Les forces qui ressortent victorieuses de cette élection, le Mouvement 5 étoiles en tête et la Ligue du Nord, ont affiché une ligne anti-immigration très dure et populiste. Le Parti démocrate et Forza Italia, partis traditionnels, ont fait des résultats décevants avec 18% pour l'un et 14% pour le second, dont on attendait pourtant un retour en force. Les Italiens avaient déjà exprimé leur refus des politiques menées par le Parti démocrate, lors du référendum pour un projet de réforme constitutionnelle porté par Matteo Renzi, alors président du Conseil, le 4 décembre 2016. Ce dernier avait démissionné de son poste de chef de gouvernement suite à ce vote négatif à plus de 60% et des élections étaient attendues depuis cette date.
Les résultats des élections ont provoqué une crise interne (source Le Courrier international) au Parti démocrate, et Matteo Renzi, secrétaire général, a annoncé sa démission dès la formation du nouveau gouvernement, tout en rappelant que le parti se trouverait dans l'opposition. Personne n'exclut la possibilité d'une scission au sein du parti, dont une partie des parlementaires pourraient rejoindre le M5S.
Le système italien, majoritairement proportionnel mais doté d'un système de calcul complexe, laissait prévoir la possibilité d’un parlement suspendu suite aux élections puisqu’un parti ou une coalition doit réunir environ 40% des voix au moins pour pouvoir espérer proposer un gouvernement, selon la toute nouvelle loi électorale "Rosatellum" favorisant les coalitions. En effet, à l’annonce des résultats définitifs (source Corriere della Sera) des élections le lundi 5 mars, aucune des coalitions et partis en lice n’arrivaient à ce seuil, ce qui laisse prévoir une longue période de tractations, à la suite de laquelle il reviendra au président de la République, Sergio Mattarella, de désigner quel chef de parti pourra former un gouvernement.

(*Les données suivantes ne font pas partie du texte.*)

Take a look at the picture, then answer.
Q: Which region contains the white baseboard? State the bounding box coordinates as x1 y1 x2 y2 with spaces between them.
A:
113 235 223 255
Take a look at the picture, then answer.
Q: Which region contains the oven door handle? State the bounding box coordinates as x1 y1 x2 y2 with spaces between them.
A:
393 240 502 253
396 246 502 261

Aujourd'hui, il est difficile d'anticiper si De Maio, à la tête du M5S, ou Salvini, maintenant à la tête de la coalition droite-extrême droite, ou une tierce personne, seront chargés de former le prochain gouvernement. Il est extrêmement probable que le Mouvement 5 étoiles, force majoritaire à la chambre des députés, ainsi qu'au sénat, sera l'épicentre de ce gouvernement. Ce nouveau-né de la politique italienne, qui s'est toujours refusé d'entrer dans des coalitions, devra discuter avec d'autres forces politiques pour pouvoir créer une majorité gouvernementale. Matteo Salvini a réfuté l'option d'une "majorité étrange" avec le M5S, mais sa coalition ne peut pour autant former un gouvernement, et le programme de son parti avait plusieurs points de convergence avec celui du M5S, notamment sur l'immigration et l'euroscepticisme.

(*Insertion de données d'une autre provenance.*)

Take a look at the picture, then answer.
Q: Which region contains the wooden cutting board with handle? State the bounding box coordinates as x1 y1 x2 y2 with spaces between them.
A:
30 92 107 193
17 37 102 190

La montée en force de partis eurosceptiques et populistes est extrêmement inquiétante pour l'Union européenne, dont les responsables misaient plutôt sur une alliance Parti démocrate-Forza Italia, sur le modèle de la grande coalition allemande. Les résultats obtenus par ces deux partis rendent cette option impossible et il est probable que s'ajoute à la table du Conseil de l'Union européenne une nouvelle voix europhobe.
(Avec la contribution du Centre d’Information Europe Direct de la Maison de l’Europe de Paris)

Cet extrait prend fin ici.